AI agents can operate with minimal human agent intervention, making decisions based on predefined rules, learned behaviors, or real-time data. Think of them as trusted employees that you can send out on tasks with goals, roles and outcomes clearly defined.

AI agents can even work in crews with one agent performing a task and turning it over to another agent for processing and performing its task. For example, an agent crew can research (”read” code), write and edit a knowledge base article all on its own without needing a human to come in at any point.

AI agents for IT support

When are AI agents useful?

  • AI Agents can analyze tickets in a helpdesk and suggest (and even write) documentation based on knowledge and training gaps that it observes
  • AI Agents can look for workflow opportunities based on your human agents’ activities and help build workflows to admins
  • AI Agents can step in to troubleshoot common and simple IT issues, if a human agent is not immediately available. For example, if an employee is having trouble with their VPN setup, an AI agent like Atom can “look” it up for the employee autonomously and suggest solutions based on its findings.

AI Agents have the potential to be the most useful tool in an IT team’s arsenal. AI Agents have such a high level of autonomy that IT teams no longer have to worry about helpdesk staffing predictions and can focus on moving up the Maslow hierarchy of IT needs. IT teams spend most of their time involved in tasks that do need human decision making or intervention so AI agents can go a long way in alleviating some of that frustration and freeing up their time for more creative work.
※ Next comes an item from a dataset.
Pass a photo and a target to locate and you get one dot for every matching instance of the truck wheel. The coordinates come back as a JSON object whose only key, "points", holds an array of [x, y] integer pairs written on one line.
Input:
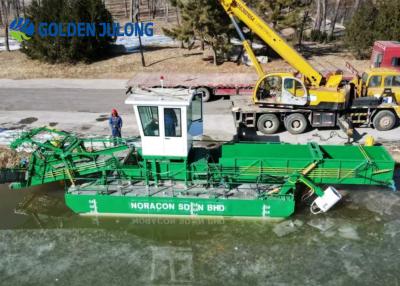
{"points": [[384, 120], [296, 123], [205, 93], [268, 123]]}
Related resources: 25+ Enterprise AI agent use cases

The more autonomous your AI gets, the more it needs the same governance constructs IT already runs for human employees: identity, access policies, audit trails, and clear escalation paths. Every agent needs to be governed the same way you'd govern any system with persistent access to your environment.

What comes after AI agents?

AI agent that completes tasks are soon evolving into an AI coworker that has an ongoing role, identity, and governance within your organization. Multi-agent architectures grew 327% in just four months, according to Databricks' 2026 State of AI Agents Report. Agents are ephemeral, complete their tasks, and exit. AI coworkers are persistent, with defined roles, access policies, reporting hierarchies, and lifecycle management. I'll be covering more about how and where to use AI coworkers soon in an upcoming article.

Now that you're familiar with all the latest AI tech terms, we’d recommend you think of where and which AI is most needed in IT support with this framework.

The terms chatbot, AI assistant, AI copilot, and AI agent are often used interchangeably which is what led to the creation of this article. Often enough, when a company talks AI, their offerings tend to be a mishmash of the latter three which can lead to some confusion on the buyers’ front. The distinction, however, is quite straightforward and is purely based on autonomy and its ability to handle complex multi-turn workflows.

If you need more assistance, in choosing the right type of AI technology for your enterprise use case, reach out to us!


Frequently asked questions about AI assistants vs. AI agents

1. What is the difference between an AI agent and an AI assistant?

An AI assistant responds to prompts which means you ask a question, it answers. You ask it to draft something, it drafts. The assistant waits for your input before every action. An AI agent operates autonomously toward a goal with minimal supervision. Give it an objective (resolve this ticket, provision this access, triage these incidents), and it plans the steps, executes them, and handles exceptions along the way.

2. How do AI agents work in IT service management?

AI agents in ITSM automate specific task workflows like ticket classification, password resets, software provisioning, incident routing, and first-line troubleshooting. A single agent handles one workflow end-to-end: it reads the request, gathers context from connected systems, takes action, and closes the loop with the employee. This is the architecture behind platforms like Atomicwork, where specialist agents (hardware, software, security, HR Ops) each own a domain and hand it off to each other as needed.

3. Can AI agents and assistants work together?

Yes, and the most effective enterprise deployments are built exactly this way. The assistant handles the interaction layer: it's what employees talk to when they need help. It understands the request, asks clarifying questions, searches knowledge, and provides guidance. When the request requires action (not just information), the assistant hands off to an agent. The agent executes the multi-step workflow: checking permissions, pulling data from connected systems, making changes, and confirming completion. The employee sees one seamless conversation. Behind it, the assistant understood what was needed and the agent fulfilled it.

4. How do you govern AI agents in the enterprise?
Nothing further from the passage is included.